Sir Arthur Rowland Knapp was a British officer of the Indian Civil Services, who served as the collector of the Malabar district of the Madras presidency. His inexperience and lack of knowledge about local customs resulted in most of his administrative reforms being unpopular and fruitless.

It is believed that even after he left from Malabar, Arthur Knapp’s name became synonymous with incompetence, consequently being adopted into Malayalam as Knappan. Though there are no officially documented records of this fact, it is widely believed to be true by literary experts.

Yemandan (യമണ്ടൻ)

adj. unusually huge and/or powerful

This Malayali word originated from from a German battleship named SMS Emden. Because of its military prowess, this ship proved to be a major contributor for the German Navy during World War I. During its war operations in the Bay of Bengal and later, in the Arabian Sea (close to the coast of Kerala), it was responsible for the destruction of many European military and merchant ships.
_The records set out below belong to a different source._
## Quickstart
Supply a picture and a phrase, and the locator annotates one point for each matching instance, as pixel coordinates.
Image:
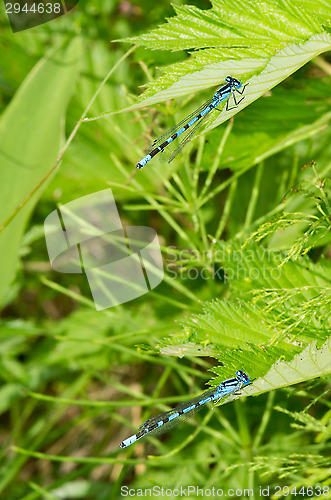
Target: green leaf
(239, 22)
(306, 365)
(31, 130)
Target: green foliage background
(243, 217)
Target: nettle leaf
(321, 9)
(244, 23)
(258, 43)
(306, 365)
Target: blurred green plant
(243, 217)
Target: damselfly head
(233, 82)
(242, 377)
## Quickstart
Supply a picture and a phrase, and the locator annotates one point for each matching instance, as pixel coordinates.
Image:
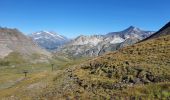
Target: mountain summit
(48, 40)
(99, 44)
(12, 40)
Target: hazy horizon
(72, 18)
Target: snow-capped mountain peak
(48, 40)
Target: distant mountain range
(48, 40)
(96, 45)
(12, 40)
(126, 72)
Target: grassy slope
(13, 84)
(147, 62)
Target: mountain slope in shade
(12, 40)
(124, 73)
(165, 30)
(48, 40)
(99, 44)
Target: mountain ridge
(96, 45)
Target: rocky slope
(96, 45)
(12, 40)
(48, 40)
(140, 71)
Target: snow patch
(117, 40)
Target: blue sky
(74, 17)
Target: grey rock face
(99, 44)
(48, 40)
(12, 40)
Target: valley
(137, 71)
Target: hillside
(49, 40)
(95, 45)
(140, 71)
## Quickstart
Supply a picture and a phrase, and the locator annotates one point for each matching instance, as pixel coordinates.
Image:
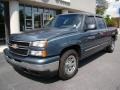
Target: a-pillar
(14, 16)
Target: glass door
(2, 23)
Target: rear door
(90, 40)
(103, 37)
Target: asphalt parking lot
(98, 72)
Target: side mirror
(90, 27)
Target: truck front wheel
(68, 64)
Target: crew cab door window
(89, 20)
(100, 23)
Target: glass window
(28, 12)
(101, 23)
(34, 10)
(65, 21)
(22, 18)
(89, 20)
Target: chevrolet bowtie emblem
(15, 46)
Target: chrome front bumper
(51, 67)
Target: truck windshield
(61, 21)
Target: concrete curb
(2, 48)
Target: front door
(91, 37)
(2, 23)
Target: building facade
(24, 15)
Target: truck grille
(19, 47)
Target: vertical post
(14, 16)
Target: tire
(68, 64)
(111, 47)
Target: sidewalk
(2, 48)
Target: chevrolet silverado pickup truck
(60, 44)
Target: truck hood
(42, 34)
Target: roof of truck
(84, 13)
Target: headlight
(39, 53)
(40, 44)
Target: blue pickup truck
(60, 44)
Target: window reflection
(32, 18)
(28, 12)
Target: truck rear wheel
(68, 64)
(111, 47)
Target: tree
(101, 6)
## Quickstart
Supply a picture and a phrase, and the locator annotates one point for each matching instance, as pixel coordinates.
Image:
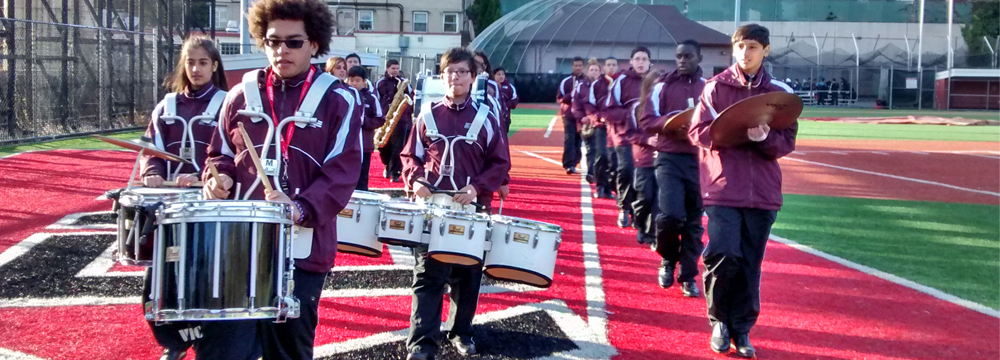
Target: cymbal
(676, 126)
(778, 109)
(146, 148)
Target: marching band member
(337, 67)
(741, 188)
(357, 77)
(588, 119)
(315, 173)
(571, 134)
(199, 85)
(386, 89)
(508, 93)
(621, 99)
(678, 224)
(475, 168)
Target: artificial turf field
(922, 209)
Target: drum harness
(187, 137)
(303, 116)
(447, 168)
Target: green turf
(813, 111)
(83, 142)
(531, 119)
(954, 248)
(540, 118)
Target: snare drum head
(360, 196)
(525, 223)
(404, 205)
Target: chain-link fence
(59, 79)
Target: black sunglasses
(291, 44)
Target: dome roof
(541, 35)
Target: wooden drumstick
(215, 172)
(256, 159)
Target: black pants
(250, 339)
(598, 157)
(366, 164)
(173, 335)
(624, 173)
(390, 153)
(571, 143)
(678, 227)
(645, 207)
(429, 278)
(737, 238)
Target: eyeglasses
(460, 73)
(290, 43)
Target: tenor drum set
(208, 259)
(509, 248)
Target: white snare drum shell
(458, 237)
(400, 223)
(523, 251)
(357, 222)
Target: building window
(366, 20)
(450, 22)
(420, 21)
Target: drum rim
(258, 211)
(487, 268)
(526, 223)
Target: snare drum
(458, 237)
(135, 211)
(221, 260)
(401, 223)
(522, 250)
(357, 222)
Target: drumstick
(167, 183)
(215, 172)
(256, 160)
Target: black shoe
(666, 276)
(169, 354)
(743, 347)
(607, 194)
(689, 289)
(465, 346)
(720, 338)
(419, 355)
(624, 218)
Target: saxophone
(399, 104)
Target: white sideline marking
(68, 222)
(597, 318)
(892, 278)
(551, 125)
(926, 182)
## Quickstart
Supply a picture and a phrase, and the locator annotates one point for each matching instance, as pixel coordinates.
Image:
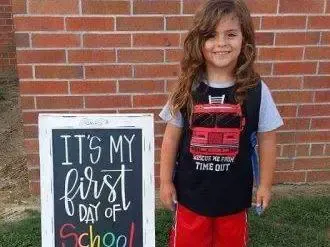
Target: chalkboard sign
(97, 180)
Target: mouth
(221, 52)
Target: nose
(221, 40)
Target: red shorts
(193, 230)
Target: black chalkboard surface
(97, 187)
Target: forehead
(228, 22)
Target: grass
(290, 222)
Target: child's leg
(190, 229)
(231, 230)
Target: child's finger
(265, 203)
(259, 200)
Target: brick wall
(123, 56)
(7, 44)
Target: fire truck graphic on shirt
(216, 129)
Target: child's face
(222, 50)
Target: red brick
(44, 87)
(322, 96)
(296, 124)
(312, 136)
(157, 7)
(31, 146)
(59, 102)
(156, 70)
(318, 176)
(19, 6)
(179, 22)
(280, 53)
(140, 56)
(256, 22)
(144, 110)
(327, 150)
(106, 71)
(113, 101)
(325, 40)
(102, 7)
(174, 55)
(34, 187)
(310, 6)
(51, 7)
(8, 28)
(40, 56)
(283, 165)
(139, 23)
(283, 82)
(285, 137)
(30, 117)
(30, 131)
(320, 123)
(141, 86)
(263, 68)
(318, 22)
(294, 68)
(44, 23)
(297, 38)
(90, 87)
(190, 7)
(286, 176)
(91, 56)
(293, 96)
(262, 6)
(27, 102)
(33, 174)
(311, 163)
(264, 38)
(166, 39)
(22, 39)
(106, 40)
(283, 22)
(63, 72)
(288, 151)
(314, 110)
(24, 71)
(149, 100)
(317, 149)
(90, 23)
(317, 82)
(317, 53)
(324, 68)
(302, 150)
(33, 160)
(55, 40)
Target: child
(217, 112)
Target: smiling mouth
(221, 52)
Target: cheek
(207, 46)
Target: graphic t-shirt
(214, 170)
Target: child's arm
(167, 161)
(267, 155)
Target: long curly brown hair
(193, 64)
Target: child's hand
(263, 197)
(168, 195)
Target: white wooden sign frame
(48, 122)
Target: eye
(210, 35)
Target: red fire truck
(216, 129)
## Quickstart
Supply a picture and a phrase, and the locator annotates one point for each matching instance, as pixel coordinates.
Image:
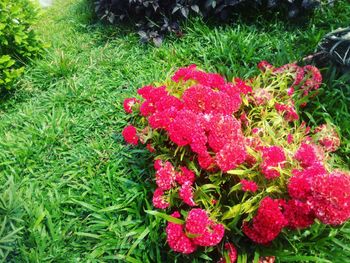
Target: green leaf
(166, 217)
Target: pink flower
(330, 198)
(327, 137)
(158, 199)
(186, 193)
(289, 111)
(298, 214)
(129, 103)
(205, 231)
(150, 148)
(250, 186)
(158, 164)
(232, 253)
(299, 186)
(273, 157)
(177, 239)
(165, 176)
(130, 135)
(314, 79)
(232, 155)
(196, 222)
(267, 224)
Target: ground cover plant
(155, 18)
(72, 190)
(232, 158)
(18, 41)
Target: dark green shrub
(18, 41)
(154, 18)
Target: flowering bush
(233, 158)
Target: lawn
(73, 191)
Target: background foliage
(154, 18)
(18, 41)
The main goal of this ship’s operation was to belittle the respect that Indians held for the British. The infamous bombardment of Madras was one of its worst attacks on the British colony. This event, which literally lit up the night sky with the sheer magnitude of the attack, was etched in the minds of the local people for years to come.
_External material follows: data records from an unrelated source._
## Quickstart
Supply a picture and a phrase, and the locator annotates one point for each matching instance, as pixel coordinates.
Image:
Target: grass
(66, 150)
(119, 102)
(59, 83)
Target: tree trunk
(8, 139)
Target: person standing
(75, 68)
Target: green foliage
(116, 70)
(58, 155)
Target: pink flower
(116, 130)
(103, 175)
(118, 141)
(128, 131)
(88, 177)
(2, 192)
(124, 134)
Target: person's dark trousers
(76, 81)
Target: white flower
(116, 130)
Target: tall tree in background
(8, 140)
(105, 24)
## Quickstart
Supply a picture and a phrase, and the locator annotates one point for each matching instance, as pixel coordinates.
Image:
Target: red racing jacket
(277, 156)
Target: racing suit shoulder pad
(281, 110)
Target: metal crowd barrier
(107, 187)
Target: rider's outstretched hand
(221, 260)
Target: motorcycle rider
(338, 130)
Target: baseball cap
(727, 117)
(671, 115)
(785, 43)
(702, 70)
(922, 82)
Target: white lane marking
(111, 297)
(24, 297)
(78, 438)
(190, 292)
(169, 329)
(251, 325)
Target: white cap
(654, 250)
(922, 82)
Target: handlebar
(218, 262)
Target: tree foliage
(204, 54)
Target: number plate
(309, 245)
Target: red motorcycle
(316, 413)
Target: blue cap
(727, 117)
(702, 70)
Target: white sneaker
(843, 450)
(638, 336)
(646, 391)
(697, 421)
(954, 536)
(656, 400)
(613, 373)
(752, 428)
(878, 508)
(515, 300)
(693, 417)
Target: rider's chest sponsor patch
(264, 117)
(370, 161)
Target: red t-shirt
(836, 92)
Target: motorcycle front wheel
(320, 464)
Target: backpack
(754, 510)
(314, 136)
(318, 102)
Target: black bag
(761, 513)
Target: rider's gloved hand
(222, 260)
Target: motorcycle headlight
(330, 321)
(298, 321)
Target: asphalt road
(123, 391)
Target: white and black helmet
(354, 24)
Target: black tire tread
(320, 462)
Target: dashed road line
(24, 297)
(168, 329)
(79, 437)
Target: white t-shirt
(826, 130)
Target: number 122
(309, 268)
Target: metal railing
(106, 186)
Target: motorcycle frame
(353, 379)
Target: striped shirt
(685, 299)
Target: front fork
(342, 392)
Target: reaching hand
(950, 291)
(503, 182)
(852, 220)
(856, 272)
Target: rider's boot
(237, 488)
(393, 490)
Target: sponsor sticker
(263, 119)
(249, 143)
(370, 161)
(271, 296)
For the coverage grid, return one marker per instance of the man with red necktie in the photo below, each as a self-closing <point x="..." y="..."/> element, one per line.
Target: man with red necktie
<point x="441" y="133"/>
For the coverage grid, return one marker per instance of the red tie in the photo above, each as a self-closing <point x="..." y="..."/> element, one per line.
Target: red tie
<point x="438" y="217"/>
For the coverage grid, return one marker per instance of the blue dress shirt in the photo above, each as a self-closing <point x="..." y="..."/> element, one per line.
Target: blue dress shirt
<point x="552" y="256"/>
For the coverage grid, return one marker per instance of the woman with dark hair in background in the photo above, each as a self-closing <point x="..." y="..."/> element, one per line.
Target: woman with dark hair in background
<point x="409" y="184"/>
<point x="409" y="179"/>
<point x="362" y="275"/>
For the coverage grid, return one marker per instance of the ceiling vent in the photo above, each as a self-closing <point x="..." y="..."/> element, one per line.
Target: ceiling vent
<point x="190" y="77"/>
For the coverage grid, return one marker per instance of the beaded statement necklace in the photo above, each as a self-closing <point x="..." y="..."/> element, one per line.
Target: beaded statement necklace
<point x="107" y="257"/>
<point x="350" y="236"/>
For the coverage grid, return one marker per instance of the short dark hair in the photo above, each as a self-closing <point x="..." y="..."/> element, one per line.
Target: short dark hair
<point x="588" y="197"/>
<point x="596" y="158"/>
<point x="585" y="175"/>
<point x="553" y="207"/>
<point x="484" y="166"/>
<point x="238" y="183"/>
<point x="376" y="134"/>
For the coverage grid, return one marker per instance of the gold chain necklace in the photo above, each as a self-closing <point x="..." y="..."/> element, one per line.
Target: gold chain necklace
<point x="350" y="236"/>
The word Yamandan, an adoption of the ship’s name, thus came into the local folklore as a superlative for something large and powerful.

KD (കേഡി)

noun. a bully or trouble maker

A minor criminal that has been caught with frequent offences is called as ‘Known Depradator’, or KD, in the Indian Penal code. Even to this date, most police stations are required to keep an account of all the KDs in their district.